Só conseguimos ver aquilo que está à nossa frente. Nesse sentido, conhecemos o passado, porque o vemos diante de nós; já o futuro, esse é desconhecido, pode ser especulado, às vezes mais ou menos previsivelmente, mas não o podemos conhecer com certeza – só passaremos a conhecê-lo quando estiver à nossa frente, quando se tornar passado. Por isso, ao contrário do que se possa julgar, aquilo que está atrás de nós é o futuro e não o passado.
Mas especulações sobre o que vai acontecer são legítimas, até mesmo necessárias. Os padrões que descobrimos no passado oferecem-nos expectativas para o que ainda está por acontecer.
As recorrentes crises económico-financeiras que se têm sucedido nos últimos cinquenta anos, como a crise do subprime em 2007, ou a crise dos mercados emergentes em 1994, ou a crise do petróleo de 1973 têm, cada uma, as suas peculiaridades, mas unem-se também pelas suas semelhanças. Contudo, como é próprio da natureza humana, tende-se a sublinhar mais aquilo que é diferente do que aquilo que é igual.
Neste sentido, no que toca a todas estas grandes crises, conseguimos identificar rapidamente um traço comum – a sua origem: uma quebra da procura que, afectando a estabilidade dos mercados, aniquilou o que restava da sustentabilidade das contas públicas nalguns países.
No entanto, desta vez, a pandemia decidiu romper com este padrão. Atacando directamente as chamadas cadeias de valor globais, quer através de paragens súbitas na produção nos países de origem dos bens transacionados, quer pelo desmembramento de vias e meios de transporte, quer pelo fecho dos locais de distribuição pelas autoridades, a crise económica que veio com o Covid-19 despoletou do lado da oferta, e não da procura.
Por isso, desta vez, devemos esperar consequências económicas divergentes dos efeitos causados pelas crises anteriores que, por sua vez, se caracterizaram pela ameaça deflacionista, de descida generalizada e perigosa dos preços.
A mais famosa receita escolhida para resolver quebras na procura passou por adoptar políticas monetárias expansionistas. Injectando-se dinheiro na economia, estimulava-se a actividade económica e pressionava-se uma subida dos preços.

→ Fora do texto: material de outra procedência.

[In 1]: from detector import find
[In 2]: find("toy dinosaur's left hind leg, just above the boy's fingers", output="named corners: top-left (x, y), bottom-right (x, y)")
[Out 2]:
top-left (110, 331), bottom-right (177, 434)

Na zona euro, as políticas monetárias expansionistas conjugaram-se com uma outra vantagem. Na crise anterior, a compra de títulos de dívida dos países europeus foi um dos principais veículos de injecção de liquidez na economia por parte do BCE. Deste modo, o Banco Central conseguiu não só colocar dinheiro na economia, como também aliviar o pesado fardo das dívidas e défices que os governos europeus (uns mais do que outros) tinham acumulado.
Porém, se uma quebra da procura tende a favorecer uma descida dos preços, por seu lado, uma quebra da oferta tende a favorecer a sua subida. Portanto, as vias de expansão da política monetária trazem ao de cima o cenário de inflação. Uma crise da oferta não se resolve do mesmo modo que uma crise da procura.
Para combater esta crise, os governos têm de reconhecer que o lado da oferta é o lado das empresas. Por isso, o mais urgente é definir políticas que sejam maximamente amigas das empresas, designadamente por via de políticas laborais e por redução de impostos sobre o trabalho.
Será o governo português capaz de assumir o erro dos planos que tem traçado e compreender que a sua missão é ajudar as empresas? Não sei, o futuro está atrás de nós, oxalá que, quando o tivermos diante de nós, vejamos um cenário feliz.